… there is this beatification of her happening that doesn’t sit so well with me. Let me start with a Netflix documentary on Audrey Hepburn that is not available yet in The Netherlands but that I do intend to watch.
When they say in the trailer that the biggest secret to Audrey is that she wanted to be loved, I roll my eyes because that is hardly a secret (and doesn’t everybody?). Also, those dramatized little interludes in the trailer of a little girl dancing already annoy me. And yet, I won’t be able to help myself and I will watch this, I just hope it won’t be too gushy.
Apparently, there’s also a TV series coming about her and I am already tensing up at the thought of that as well. There was a TV movie made in 2000 called The Audrey Hepburn Story that I watched at the time and remembered as cringe-worthy. I recently watched part of it again because I now realize that a young Gabriel Macht was in it, playing the actor William Holden whom Audrey had briefly been smitten with (and he with her).
I wasn’t able to actually watch the whole thing again as it still is cringe-worthy; it is really difficult to portray a good Audrey Hepburn after all. She had a unique way of moving and diction that Jennifer Love Hewitt tried to capture but she ended up giving her a really strange accent and a pinched way of speaking. Brave attempt but she doesn’t capture Audrey at all for me, she’s too focussed on getting looks and mannerisms down and the characterization (also due to the writing) is very flat. Audrey didn’t feel real in that and I really wonder whether they will be able to ‘capture’ her in this new planned TV series.
I also read that Robert Matzen has written another book about Audrey, this time about her final years working for Unicef. I am still annoyed by his embellishments and the holes in his research of the first book (Dutch Girl) that he wrote about Audrey’s childhood and I fear the second book won’t fare any better. Already the term ‘battle-hardened badass’ that is used for Audrey suggests something more mythical than real. I don’t think I will be spending any money on that.
Yes, Audrey was awesome and yes, I love her, but this hero-worship of her annoys me. She is this adored icon but somehow, despite of all the thousands of words written about her and almost as many images shown of her, she feels illusory. I’m not interested in a scandal or her being brought down or anything, I’m just interested in a realistic portrayal. I know her sons cooperate on these things and want to protect her image (rightly so) but I just wish all the things written and shown about her felt more real and less ethereal. Even her ‘faults’ and her hurt seem glorified. Someone once made a spoofy Audrey flipping the finger gif…
… and I think I want to see more of that.

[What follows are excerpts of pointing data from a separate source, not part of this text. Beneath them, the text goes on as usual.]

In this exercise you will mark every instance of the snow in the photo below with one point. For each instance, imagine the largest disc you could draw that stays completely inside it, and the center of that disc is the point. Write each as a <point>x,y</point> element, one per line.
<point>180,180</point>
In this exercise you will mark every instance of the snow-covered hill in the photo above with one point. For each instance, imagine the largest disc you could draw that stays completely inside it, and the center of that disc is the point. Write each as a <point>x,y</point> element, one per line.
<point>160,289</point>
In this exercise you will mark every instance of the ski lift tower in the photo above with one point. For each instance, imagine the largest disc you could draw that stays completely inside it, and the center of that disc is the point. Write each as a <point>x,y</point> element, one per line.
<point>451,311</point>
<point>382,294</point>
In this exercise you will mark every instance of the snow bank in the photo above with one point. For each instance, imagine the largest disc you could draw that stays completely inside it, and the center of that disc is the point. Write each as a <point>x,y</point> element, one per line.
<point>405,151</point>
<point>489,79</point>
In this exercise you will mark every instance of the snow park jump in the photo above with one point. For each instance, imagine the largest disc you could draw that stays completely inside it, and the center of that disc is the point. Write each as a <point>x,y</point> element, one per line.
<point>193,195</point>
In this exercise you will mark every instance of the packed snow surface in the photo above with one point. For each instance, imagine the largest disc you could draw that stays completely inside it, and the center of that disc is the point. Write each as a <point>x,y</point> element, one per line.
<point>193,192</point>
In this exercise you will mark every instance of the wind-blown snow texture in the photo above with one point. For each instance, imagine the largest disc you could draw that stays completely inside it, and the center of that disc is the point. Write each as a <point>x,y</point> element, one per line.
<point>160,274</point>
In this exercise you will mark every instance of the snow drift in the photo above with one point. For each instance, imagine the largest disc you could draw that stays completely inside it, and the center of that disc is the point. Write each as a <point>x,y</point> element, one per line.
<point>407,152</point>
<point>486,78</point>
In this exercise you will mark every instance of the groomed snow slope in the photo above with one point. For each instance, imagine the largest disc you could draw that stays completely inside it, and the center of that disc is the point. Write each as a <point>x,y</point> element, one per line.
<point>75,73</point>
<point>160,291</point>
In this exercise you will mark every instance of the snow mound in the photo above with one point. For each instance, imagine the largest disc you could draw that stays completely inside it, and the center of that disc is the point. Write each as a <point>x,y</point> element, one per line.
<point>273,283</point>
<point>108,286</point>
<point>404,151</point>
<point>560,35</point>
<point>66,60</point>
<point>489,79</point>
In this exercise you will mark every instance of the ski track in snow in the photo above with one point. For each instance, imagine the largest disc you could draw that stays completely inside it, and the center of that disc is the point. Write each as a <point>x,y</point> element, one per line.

I love my acting (and music) heroes such as Richard Armitage and Gregory Peck and Colin Firth and David Bowie and Audrey Hepburn and many more men and women but I don’t like the hero-worship for any of them. None of them are ‘perfection’, what would a perfect human being even be like? I feel that even Audrey herself in interviews resisted the idea of perfection, not seeing herself as that either. She was a woman of flesh and blood, like any one of us, I just wish for people who write about her and make films and documentaries about her to make her more real. I wonder if that will ever happen in my lifetime.